Thursday, August 14, 2014
Sims wants to finish what Raiders started
By Paul Gutierrez
NAPA, Calif. -- Late last season, Pat Sims sat at his stall in the Oakland Raiders' locker room and seemed resigned that his time with the team was coming to an end.
He was about to play the final game under his one-year deal and while the defensive tackle would play in a career-high 16 games, starting all of them, the workload wore on him, as did a slow start due to injury.
Still, there was that electric game at San Diego on Dec. 22 in which he had 13 tackles, eight solo, with a sack.
Pat Sims is excited about the outlook for the upcoming season.
“Hey, man, you can’t predict the future,” Sims said with a laugh recently. “We started something last year. I just wanted to finish it.
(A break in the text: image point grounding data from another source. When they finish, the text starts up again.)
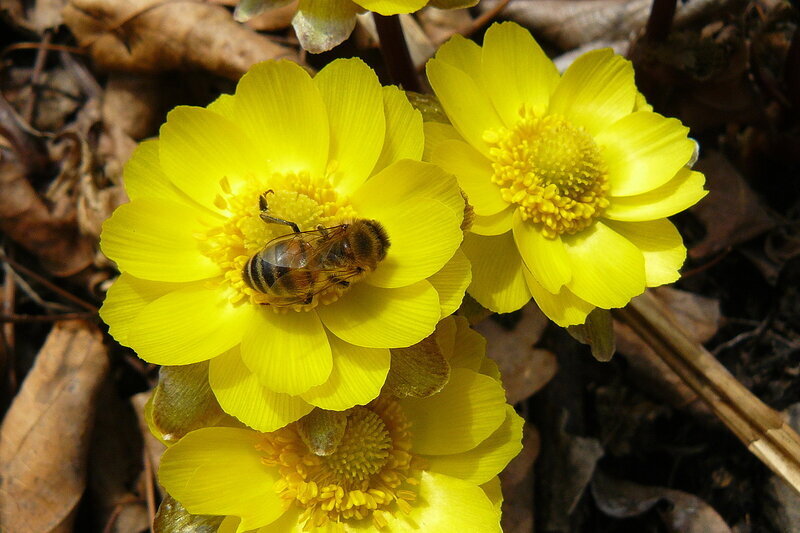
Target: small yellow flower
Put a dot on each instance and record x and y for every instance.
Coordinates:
(322, 24)
(571, 177)
(402, 465)
(331, 148)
We brought some new people in here and they wanted me to be a part of it so I said, ‘Why not come back and finish it?’”
The 6-foot-2, 310-pound Sims signed a one-year, $1.45 million contract to return. And he has been a steady presence on the interior, whether at a tackle or on the nose.
“I think it was important to be able to get Pat Sims back," Raiders coach Dennis Allen said. "I thought at times he played really well last year and there were some games that he was dominant in the games.
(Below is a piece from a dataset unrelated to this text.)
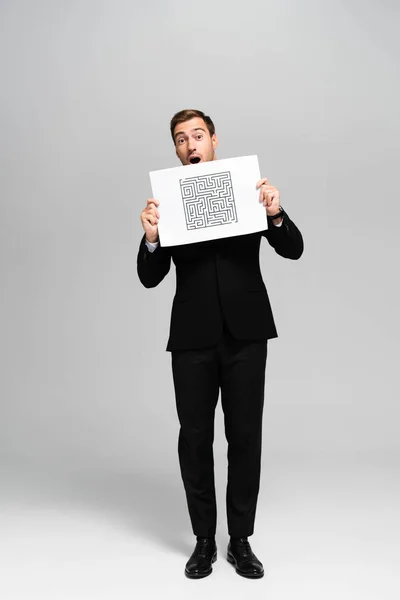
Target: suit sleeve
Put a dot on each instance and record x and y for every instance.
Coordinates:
(152, 267)
(286, 240)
"I've seen a different demeanor out of Pat Sims this year, maybe a little bit different focus. He’s come in and really competed hard and he’s playing well for us right now, so we’re excited about Pat Sims."
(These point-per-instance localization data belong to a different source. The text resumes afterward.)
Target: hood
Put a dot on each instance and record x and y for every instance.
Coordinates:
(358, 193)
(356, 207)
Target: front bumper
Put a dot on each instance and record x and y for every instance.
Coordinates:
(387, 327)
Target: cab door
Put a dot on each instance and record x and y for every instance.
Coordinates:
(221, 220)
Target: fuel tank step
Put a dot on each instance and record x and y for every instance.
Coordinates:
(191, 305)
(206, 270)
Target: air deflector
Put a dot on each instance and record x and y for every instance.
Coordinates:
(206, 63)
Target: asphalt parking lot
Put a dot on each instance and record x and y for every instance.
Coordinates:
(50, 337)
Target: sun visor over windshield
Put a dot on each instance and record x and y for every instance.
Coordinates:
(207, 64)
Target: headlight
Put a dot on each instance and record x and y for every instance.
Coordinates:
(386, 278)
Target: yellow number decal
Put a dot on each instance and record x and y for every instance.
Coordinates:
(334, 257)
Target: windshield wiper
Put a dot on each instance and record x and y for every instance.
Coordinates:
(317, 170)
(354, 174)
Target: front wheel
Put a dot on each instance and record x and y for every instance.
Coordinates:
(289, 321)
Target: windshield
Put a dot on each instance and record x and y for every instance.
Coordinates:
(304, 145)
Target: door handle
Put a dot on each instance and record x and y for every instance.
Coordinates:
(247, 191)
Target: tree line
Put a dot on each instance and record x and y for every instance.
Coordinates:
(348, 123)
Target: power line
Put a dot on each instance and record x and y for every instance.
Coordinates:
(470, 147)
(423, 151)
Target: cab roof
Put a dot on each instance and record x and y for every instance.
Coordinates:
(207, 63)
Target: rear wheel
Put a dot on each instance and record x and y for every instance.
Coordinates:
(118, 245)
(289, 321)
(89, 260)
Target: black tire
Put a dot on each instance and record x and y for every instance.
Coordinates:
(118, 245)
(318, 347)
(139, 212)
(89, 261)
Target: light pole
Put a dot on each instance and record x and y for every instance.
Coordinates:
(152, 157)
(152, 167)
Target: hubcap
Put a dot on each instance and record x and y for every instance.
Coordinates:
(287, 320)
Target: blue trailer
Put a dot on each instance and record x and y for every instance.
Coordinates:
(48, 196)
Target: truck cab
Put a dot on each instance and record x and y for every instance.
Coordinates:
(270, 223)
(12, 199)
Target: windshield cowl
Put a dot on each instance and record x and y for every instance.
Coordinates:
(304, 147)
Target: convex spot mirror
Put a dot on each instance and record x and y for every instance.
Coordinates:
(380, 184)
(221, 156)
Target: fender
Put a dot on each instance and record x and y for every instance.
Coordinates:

Part of that may be because while Sims enjoyed playing in a career-high number of snaps and games, it was also uncharted territory for him. Yes, he would get gassed. The 693 plays were nearly 150 more than in any of Sims’ previous five seasons.
Now? The Raiders have fortified the defense with the likes of Justin Tuck, LaMarr Woodley and Antonio Smith up front while drafting Justin “Jelly” Ellis to play down low -- “Jelly’s big, quick, strong, kind of like me, know what I’m saying?” Sims said. “Man, he’s going to be a great player ... he ain’t quicker than me, though.” -- and linebacker Khalil Mack -- “Best rookie in the draft,” Sims said. “Period.” -- to help clean things up.
“It was good, but now I don’t have to take all those snaps,” Sims said. “We’ve got depth this year, something we didn’t have last year. Some packages last year, we only had a first team and we didn’t have anybody to come in after us. It’s great to have somebody to come in and give you a breather here and there.”
In Tuck and Woodley, the Raiders imported two guys with Super Bowl rings.
“It’s a hell of a lot of fun,” Sims said, “just the opportunity to play with these guys, knowing what they’ve accomplished and are trying to accomplish again. It’s great.”
Plus, there’s versatility with the likes of C.J. Wilson and Stacy McGee, both of whom can also play tackle or end.
And as any defensive player worth his salt would tell you, Sims is of the mind that the play of the defense will tell the team’s tale.
“I don’t give a care how good the offense is or how bad the offense is, defense is always going to be the identity,” he said. “That’s our goal. ... If we’ve got the best defense, it really doesn’t matter what kind of offense you have.